Hewing to the party line throughout, Taylor characterizes the whole U.S. attorney purge as the result of poor "communication."  She sighs that "had there been better communication, we could have avoided this whole situation," assuring Sen. Whitehouse that the Clinton administration did precisely the same thing in firing all of its U.S. attorneys at the start of that administration, but "they were much more artful."

Whitehouse finally becomes frustrated with Taylor's selective invocation of the privilege when she refuses to explain to him what she meant in an e-mail describing the ousted U.S. attorney from Arkansas, Bud Cummins, as "lazy." Whitehouse says that refusing to discuss a publicly released e-mail, unprotected under any possible theory of executive privilege, is representative of the "unbelievably preposterous situation" you've been put in.

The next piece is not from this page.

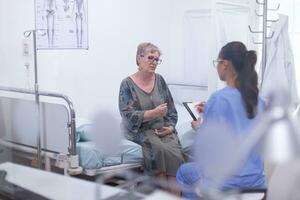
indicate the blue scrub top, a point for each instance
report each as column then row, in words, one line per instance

But Whitehouse is wrong on one point. The committee doesn't refuse to discuss all these matters with Taylor. They discuss them for three long hours. And even though the discussions are largely confined to arguments about what is and what is not privileged, the fact is that the country has now seen Taylor—as she continues to assure the committee—trying her best to be helpful, which is going to make a contempt citation next to impossible.

The Democrats should never have taken this deal. It's the functional equivalent of off-the-record, unsworn, behind-closed-doors testimony—in that the witness appears to be cooperating even when she gives them nothing at all. There is absolutely nothing to be done with Taylor's numerous very helpful nonanswers today. Specter mournfully tells her at the end of the hearing that her helpfulness will come back to haunt her: "You might have been on safer legal ground if you'd said absolutely nothing."

Pooh. The real truth is that Democrats would have been on safer political ground if they'd asked absolutely nothing.